ベストカー本誌の過去記事から名企画・歴史的記事をご紹介する「ベストカーアーカイブ」。今回は2013年9月の企画「クルマの微妙な違いをテストで実証」より、「タイヤの空気圧でクルマの走りはどう変わる!?」をプレイバック!(本稿は「ベストカー」2013年9月10日号に掲載した記事の再録版となります)
文:鈴木直也
タイヤの空気圧がクルマの走りも乗り心地もこんなに変わる!
空気圧がタイヤの性能を左右することは常識だ。また、空気圧を変えることで操舵感や乗り心地など体感的なフィールが変化することも、クルマ通ならよく承知している。
しかし、ジムカーナみたいなシチュエーションで、タイヤ空気圧の変化がタイムにどのくらい影響を与えるのか、実は意外に知られていない(ボクも自信がない)。
今回、標準空気圧(240kPa)から上下に25%増減することで、ハンドリングやタイムにどういった変化が生じるのかをテストしてみたわけだが、けっこう興味ぶかい事実が判明したので紹介しよう。
まず、空気圧の増減は体感的な操安フィーリングに大きな影響を及ぼす。25%アップすれば操舵感は軽快になり、レスポンスはシャープになる。逆に25%も落とせば斬り込み初期はどよーんとダルになるし、コーナリング中もなんとなく腰砕け感が生じる。まぁ、これは予想どおりのことで意外性はない。
ところが、このフィール差が必ずしもタイムに直結していないのが面白い。たとえば、ベストラップは前輪が標準/後輪が25%ダウンというセッティングで記録されている。
その理由として考えられるのは、低めの空気圧がむしろトラクション性能に寄与しているという可能性だ。その証拠に、セカンドベストは前後輪とも25%ダウンというセッティング。ドライバーの印象としてはすごくモッサリしているのに、タイムを計測してみるとこれが意外に速いのだ。
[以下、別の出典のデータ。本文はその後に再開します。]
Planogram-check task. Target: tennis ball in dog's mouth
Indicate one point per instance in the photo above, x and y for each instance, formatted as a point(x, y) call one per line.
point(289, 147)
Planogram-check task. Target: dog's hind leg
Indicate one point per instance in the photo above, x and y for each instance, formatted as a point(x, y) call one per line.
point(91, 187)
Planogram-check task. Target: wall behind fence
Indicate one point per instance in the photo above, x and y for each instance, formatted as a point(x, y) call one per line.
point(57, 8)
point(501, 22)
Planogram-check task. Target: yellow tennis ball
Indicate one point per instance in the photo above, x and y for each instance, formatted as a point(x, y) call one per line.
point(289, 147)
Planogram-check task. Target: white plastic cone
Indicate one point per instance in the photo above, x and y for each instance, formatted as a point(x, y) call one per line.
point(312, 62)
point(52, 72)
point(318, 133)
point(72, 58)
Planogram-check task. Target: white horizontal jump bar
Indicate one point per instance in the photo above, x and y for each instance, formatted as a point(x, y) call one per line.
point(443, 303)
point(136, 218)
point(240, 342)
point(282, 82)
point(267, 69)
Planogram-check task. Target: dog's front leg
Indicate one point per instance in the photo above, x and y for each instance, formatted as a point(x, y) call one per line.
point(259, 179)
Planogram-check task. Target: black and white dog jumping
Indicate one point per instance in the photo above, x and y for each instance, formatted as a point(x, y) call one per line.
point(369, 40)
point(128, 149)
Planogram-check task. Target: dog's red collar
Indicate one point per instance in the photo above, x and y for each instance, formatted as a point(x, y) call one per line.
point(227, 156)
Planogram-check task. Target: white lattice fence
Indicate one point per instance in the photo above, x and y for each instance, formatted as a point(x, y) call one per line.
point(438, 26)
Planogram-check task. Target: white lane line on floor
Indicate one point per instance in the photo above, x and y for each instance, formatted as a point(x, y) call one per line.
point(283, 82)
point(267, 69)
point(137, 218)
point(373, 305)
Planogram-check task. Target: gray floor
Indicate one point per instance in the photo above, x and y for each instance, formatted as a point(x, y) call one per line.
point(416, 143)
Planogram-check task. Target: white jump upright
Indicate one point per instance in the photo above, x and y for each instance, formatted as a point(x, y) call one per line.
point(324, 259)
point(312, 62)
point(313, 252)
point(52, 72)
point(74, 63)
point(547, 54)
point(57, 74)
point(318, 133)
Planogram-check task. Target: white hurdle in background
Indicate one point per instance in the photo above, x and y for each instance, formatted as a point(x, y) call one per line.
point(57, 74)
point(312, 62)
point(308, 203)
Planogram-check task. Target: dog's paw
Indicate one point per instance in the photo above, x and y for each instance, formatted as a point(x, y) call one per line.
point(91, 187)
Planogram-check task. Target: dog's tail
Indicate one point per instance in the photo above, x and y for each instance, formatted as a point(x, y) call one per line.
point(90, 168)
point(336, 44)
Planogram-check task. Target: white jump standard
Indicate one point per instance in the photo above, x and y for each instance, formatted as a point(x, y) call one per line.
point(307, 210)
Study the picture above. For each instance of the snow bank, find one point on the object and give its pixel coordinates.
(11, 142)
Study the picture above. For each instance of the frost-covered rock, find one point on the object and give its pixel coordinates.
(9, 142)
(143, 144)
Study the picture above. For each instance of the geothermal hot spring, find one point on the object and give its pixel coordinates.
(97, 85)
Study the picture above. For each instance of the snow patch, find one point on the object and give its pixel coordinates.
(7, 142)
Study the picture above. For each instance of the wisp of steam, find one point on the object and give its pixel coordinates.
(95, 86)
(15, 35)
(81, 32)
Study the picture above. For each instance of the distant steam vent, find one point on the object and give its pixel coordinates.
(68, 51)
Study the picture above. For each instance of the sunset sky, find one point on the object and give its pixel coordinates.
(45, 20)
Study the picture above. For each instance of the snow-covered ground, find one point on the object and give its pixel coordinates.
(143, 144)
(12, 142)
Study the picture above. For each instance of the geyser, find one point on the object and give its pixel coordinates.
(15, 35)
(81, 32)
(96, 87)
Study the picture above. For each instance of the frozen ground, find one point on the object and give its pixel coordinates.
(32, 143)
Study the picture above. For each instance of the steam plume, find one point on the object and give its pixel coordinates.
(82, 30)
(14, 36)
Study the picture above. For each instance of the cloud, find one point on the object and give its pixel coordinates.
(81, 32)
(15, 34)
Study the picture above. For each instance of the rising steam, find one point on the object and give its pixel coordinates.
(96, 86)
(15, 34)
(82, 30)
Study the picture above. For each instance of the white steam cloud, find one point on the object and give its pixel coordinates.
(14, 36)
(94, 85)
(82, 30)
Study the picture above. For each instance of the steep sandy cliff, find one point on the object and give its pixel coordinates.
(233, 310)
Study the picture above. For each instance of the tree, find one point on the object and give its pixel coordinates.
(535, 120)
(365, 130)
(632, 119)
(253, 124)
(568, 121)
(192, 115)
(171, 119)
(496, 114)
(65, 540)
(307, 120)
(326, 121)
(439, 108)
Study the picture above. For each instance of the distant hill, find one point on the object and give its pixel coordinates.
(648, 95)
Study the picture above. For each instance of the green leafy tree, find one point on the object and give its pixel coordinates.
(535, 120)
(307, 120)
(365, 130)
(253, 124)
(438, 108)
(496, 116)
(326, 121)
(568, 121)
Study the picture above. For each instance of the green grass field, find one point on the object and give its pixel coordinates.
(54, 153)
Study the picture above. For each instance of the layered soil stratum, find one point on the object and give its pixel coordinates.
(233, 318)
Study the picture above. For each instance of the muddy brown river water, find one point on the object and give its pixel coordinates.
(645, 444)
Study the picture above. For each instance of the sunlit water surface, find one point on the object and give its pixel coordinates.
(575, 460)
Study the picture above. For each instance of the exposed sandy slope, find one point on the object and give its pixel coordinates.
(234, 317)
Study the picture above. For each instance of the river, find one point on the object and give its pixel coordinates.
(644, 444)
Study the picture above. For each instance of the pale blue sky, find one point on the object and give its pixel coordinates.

ジムカーナでタイムを切り詰めるには、何はなくともトラクションが重要。前後とも空気圧を下げちゃうとスラロームではたしかに遅れが生じるのだが、そのぶんのロスを大回りするコーナーの立ち上がりで取り返すことができる。何はなくともトラクションなのだ。
これに比べると、空気圧を25%アップした時の変化は、体感的にちょっとシャープになるだけ。あるいは、サーキットを連続走行するような場合は熱ダレを抑制する効果が期待できるものの、ジムカーナではタイム短縮にはほとんど意味がない。
ジムカーナでいいタイムを出すには、駆動輪の空気圧は標準よりやや低めがベターっちゅうことだね。
タイヤの空気圧で実走行燃費はこれだけ変わる
タイヤのエアは放っておいたら1カ月あたり10%程度減っていくという。2カ月もエアのチェックをしないでいたら20%も減ってしまうということ。230kPa指定のアテンザなら180kPa程度になっているということ。
この状態で燃費にどのような影響が出るのか!? 実際に走ってみるとその差は明確!! 10%以上も燃費が悪化してしまった。